Kuroneko (1968, Kaneto Shindo)

From the start it’s got similarly great cinematography and sound-effect-punctuated music as Onibaba, so this is already a winner. It’s another sometimes-erotic ghost story featuring a woman and her daughter-in-law left behind when the men all go to war – was this a running theme in Shindo’s movies? But this time the son/husband returns, and the women themselves don’t fare so well.

Gintoki’s mother (Nobuko Otowa, Shindo’s main mother figure in Onibaba, Naked Island and Mother) and young wife (Kiwako Taichi of the 24th Zatoichi movie) are raped and killed by soldiers, their house burned to the ground, the only witness their black cat.

A year or two later, soldier Gintoki (Kichiemon Nakamura of Double Suicide) is sent by his boss to defeat the vengeful feline spirits that have been killing his compatriots – the girl luring them to a phantom house in the woods, serving up hot love after the mother serves hot tea. Then the men appear the next morning with their throats torn out.

Gintoki as a ragged warrior, displaying the head of an enemy warlord:

He cleans up nice:

When Gintoki visits the house and discovers the identity of the spirits, he travels to the forest night after night to spend time with them. The wife breaks her vow to drink the blood of all samurai, spending a few nights of love with her husband before disappearing to hell. Mom keeps going out and killing guys though, and Lord Raiko (Kei Sato, Hachi in Onibaba) is demanding results, so Gintoki finally attacks his mother, cutting off her arm, and brings the arm to Raiko as proof of his triumph. But ghost-mom retrieves her cat-arm, and Gintoki goes somewhat insane trying to catch her, falls dead in the ruins of their old house as snow begins to fall and a cat meows.

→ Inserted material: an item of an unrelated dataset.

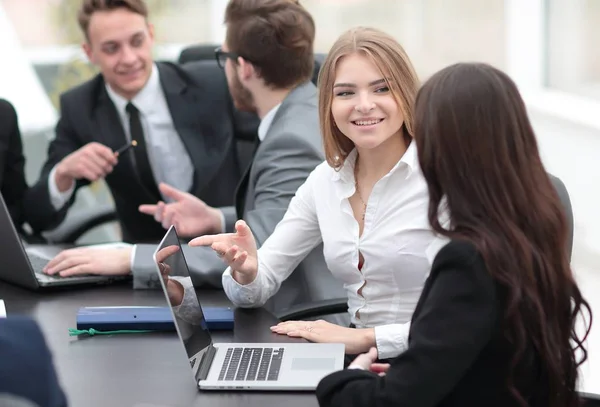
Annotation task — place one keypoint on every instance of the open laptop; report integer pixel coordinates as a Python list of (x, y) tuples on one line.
[(242, 366), (23, 265)]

The visual effects are more complicated than Onibaba‘s. The mother’s hair twitches like a cat’s tail (can the girls turn into cats?), and the movie shows us the unreality of their forest home via a split-screen sky in constant motion through the trees, so that they always seem to be moving while standing still.

M. McDonagh:

Gintoki’s psychologically charged cat-and-mouse game with the spectral women is Kuroneko‘s darkly seductive heart. He both recognizes Shige and Yone and knows they aren’t the Shige and Yone he left behind; given the place and time, it seems entirely reasonable for him to suspect they’re demons who’ve cruelly appropriated the appearance of the most important women in his life. That said, the newly minted samurai understands how much a few years can change a person. The ghost women, meanwhile, are wrestling with their own dilemma: they know perfectly well that under the warrior finery, their guest is Hachi, and wish they didn’t. There’s no real winning here, just infinite degrees of losing—losing one’s soul, life, honor, or humanity.